Как и других романтиков, Кюхельбекера не могла не заворожить поэтическая дерзость Данте, его способность к необыкновенному по художественной силе гротеску. Романтики считали, что гротеск чужд классическому искусству, и, наоборот, полагали его элементом, специфичным для современной поэзии, в корне меняющем все ее существо. В. Гюго, чей авторитет Кюхельбекер ценил весьма высоко, был убежден, что именно «плодотворное соединение образа гротескного и образа возвышенного породило современный гений, такой сложный, такой разнообразный в своих формах, неисчерпаемый в своих творениях и тем самым прямо противоположный единообразной простоте античного гения»[115]
. Гюго полагал, что «гротеск, как противоположность возвышенному, как средство контраста является<…> богатейшим источником, который природа открывает искусству…» «Разве Франческа ди Римини и Беатриче были бы столь обаятельны, – спрашивал он, – если бы поэт не запер нас в Голодную башню и не заставил бы нас разделить отвратительную трапезу Уголино? У Данте не было бы столько прелести, если бы у него не было столько силы»[116].Мнение Гюго о гротеске представлялось сомнительным современнику Кюхельбекера Н. И. Надеждину. Критик не считал гротеск специфическим средством романтического изображения жизни. Он не признавал за «музой новых времен» якобы исключительно ей принадлежащую способность чувствовать и ощущать, что «отвратительное стоит наряду с прекрасным, безобразное возле прелестного, смешное на обратной стороне высокого, добро существует вместе со злом, тень со светом»[117]
. В своей диссертации «О происхождении, природе и судьбах поэзии, называемой романтической» (1830) Надеждин писал: «Что же хочет Гюго доказать нам? На каком основании он утверждает, что тип смешного (grotesque) не был известен классической поэзии? Ужели можно отказать художникам древнего мира в искусстве соединять свет с тенью»[118].В рассуждениях Гюго о гротеске Надеждин увидел упрощенное толкование различий между классической и романтической поэзией, или легкомысленное решение «рассечь Гордиев узел одним ударом», но не столь ревностно, как Гюго, он искал «верный и точный признак, отличающий один поэтический мир от другого»[119]

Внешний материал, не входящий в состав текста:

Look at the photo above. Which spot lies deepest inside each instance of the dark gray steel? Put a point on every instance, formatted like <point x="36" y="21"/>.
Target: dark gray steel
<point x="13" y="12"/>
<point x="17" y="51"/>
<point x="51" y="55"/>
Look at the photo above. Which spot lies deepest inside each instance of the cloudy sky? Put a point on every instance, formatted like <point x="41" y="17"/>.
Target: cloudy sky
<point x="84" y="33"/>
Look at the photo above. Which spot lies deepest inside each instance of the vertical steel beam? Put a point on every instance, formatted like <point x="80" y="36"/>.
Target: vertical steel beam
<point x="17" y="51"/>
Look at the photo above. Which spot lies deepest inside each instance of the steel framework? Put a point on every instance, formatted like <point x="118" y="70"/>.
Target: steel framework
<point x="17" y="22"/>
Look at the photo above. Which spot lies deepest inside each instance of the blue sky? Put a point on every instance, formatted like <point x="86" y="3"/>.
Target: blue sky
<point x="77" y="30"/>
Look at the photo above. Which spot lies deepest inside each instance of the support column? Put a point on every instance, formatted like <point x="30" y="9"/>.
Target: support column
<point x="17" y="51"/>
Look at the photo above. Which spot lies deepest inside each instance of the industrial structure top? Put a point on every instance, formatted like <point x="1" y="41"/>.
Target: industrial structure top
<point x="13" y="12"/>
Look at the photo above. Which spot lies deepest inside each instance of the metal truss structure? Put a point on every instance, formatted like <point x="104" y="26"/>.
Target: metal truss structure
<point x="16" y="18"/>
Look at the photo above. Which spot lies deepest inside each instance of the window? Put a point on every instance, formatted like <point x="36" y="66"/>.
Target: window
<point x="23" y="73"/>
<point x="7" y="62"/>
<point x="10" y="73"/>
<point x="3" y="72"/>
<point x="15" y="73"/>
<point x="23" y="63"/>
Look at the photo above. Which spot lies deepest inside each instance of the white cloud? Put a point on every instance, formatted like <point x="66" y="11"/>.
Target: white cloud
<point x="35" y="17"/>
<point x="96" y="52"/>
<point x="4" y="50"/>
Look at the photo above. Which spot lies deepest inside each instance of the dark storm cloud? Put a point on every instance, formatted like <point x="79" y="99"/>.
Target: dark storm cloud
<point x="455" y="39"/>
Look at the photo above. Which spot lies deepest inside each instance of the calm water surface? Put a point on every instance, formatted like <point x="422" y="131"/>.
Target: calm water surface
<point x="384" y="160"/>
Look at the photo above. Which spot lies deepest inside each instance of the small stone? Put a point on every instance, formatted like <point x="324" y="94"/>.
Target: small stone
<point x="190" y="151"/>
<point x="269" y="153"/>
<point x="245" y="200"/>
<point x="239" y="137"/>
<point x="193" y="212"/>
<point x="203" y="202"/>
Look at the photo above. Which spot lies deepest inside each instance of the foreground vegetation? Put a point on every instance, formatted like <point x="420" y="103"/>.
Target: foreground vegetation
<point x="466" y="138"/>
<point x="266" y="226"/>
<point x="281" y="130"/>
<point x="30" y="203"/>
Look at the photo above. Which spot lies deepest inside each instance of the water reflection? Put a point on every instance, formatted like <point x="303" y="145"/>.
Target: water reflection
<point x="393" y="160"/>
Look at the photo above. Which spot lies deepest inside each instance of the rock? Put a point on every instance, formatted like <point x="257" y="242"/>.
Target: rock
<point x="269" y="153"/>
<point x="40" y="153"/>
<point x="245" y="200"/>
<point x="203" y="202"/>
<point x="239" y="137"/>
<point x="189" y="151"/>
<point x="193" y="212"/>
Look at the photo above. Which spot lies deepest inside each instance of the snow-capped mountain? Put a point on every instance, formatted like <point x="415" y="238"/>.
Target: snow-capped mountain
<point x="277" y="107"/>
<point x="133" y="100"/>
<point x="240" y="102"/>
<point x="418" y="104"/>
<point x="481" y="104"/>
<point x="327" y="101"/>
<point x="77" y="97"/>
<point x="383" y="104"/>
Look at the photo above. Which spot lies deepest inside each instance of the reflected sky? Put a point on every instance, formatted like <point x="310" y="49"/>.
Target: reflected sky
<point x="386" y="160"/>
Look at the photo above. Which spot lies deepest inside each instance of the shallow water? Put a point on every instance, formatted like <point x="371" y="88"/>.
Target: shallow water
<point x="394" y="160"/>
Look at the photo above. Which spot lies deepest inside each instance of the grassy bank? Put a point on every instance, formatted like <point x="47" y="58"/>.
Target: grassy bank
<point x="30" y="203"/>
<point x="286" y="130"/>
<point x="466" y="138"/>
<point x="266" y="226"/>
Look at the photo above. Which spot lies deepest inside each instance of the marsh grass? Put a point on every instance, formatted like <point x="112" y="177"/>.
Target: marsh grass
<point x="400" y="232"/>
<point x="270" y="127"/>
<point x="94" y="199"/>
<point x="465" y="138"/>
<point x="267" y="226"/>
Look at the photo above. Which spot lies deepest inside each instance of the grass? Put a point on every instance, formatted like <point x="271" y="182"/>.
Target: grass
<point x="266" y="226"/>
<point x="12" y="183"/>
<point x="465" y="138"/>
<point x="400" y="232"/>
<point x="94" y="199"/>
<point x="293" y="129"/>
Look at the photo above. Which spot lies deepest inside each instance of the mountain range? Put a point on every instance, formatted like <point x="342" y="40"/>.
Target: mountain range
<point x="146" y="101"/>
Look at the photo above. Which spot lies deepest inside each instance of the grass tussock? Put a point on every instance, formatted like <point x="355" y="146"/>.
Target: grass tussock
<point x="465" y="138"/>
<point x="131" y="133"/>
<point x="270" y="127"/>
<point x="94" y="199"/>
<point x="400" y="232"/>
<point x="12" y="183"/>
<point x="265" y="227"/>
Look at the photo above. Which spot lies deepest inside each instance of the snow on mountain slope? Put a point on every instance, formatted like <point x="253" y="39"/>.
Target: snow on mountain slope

. Автор диссертации был уверен, что все существующие мнения о романтической поэзии совершенно недостаточны, ибо учитывают «лишь внешний образ действования, не обращая между тем внимания на внутреннее ее направление»[120]. Его собственная концепция сводилась к следующему: различия между классической и романтической поэзией обусловлены различным характером античной и средневековой эпох[121].Для первой, младенческой эпохи, писал Надеждин, характерно средобежное стремление человеческого духа – вне себя, поэтому высочайшим первообразом классической поэзии становится видимый мир; таким образом, искусство суть подражание окружающей природе. В средневековую эпоху возмужавший человеческий дух обращает взор на самого себя, и субъективность становится главным признаком искусства. Истинное содержание средневековой, то есть романтической поэзии – «духовность идеальных ощущений», отсюда и ее частные отличительные свойства: она более человечна, чем классическая поэзия; в отношении к организации – более фантастическая, в отношении к выражению – более живописная, в отношении к внешнему строению – более музыкальная[122]
.Все это воистину интересно, потому что оппонент Гюго за подтверждениями и примерами также обращался к «Божественной Комедии». Он полагал, что перечисленные им свойства средневековой поэзии’ нигде не отражаются так ясно, как в поэме Данте, в «которой представляется полный и цельный отпечаток всего романтического мира<…>*. В ней творческий гений разоблачил человеческую природу от телесного покрова. Это – действительная биография человеческого духа…»[123]
. С точки зрения Надеждина, дантовское творение «было и осталось единственным: ему принадлежит собственная оригинальная форма, которой не может дать никакого названия эстетическая технология»[124].Между тем автор диссертации не только противопоставлял «Комедию» античной поэзии, но и находил в этом «самом романтическом» создании преемственность с классическим искусством. По его мнению, она сказалась и в обилии мифологических образов, и в зримых предметно-чувственных деталях, которые помогают бесплотные идеи воплотить в великолепные формы. В то же время Надеждин отмечал «непроницаемый мрак аллегорического мистицизма», высочайшую тонкость «бессущных» сентенций», за которые поэт получил в старину имя «великого философа и божественного богослова», упоительную сладость чувства, образованного в «школе святой любви».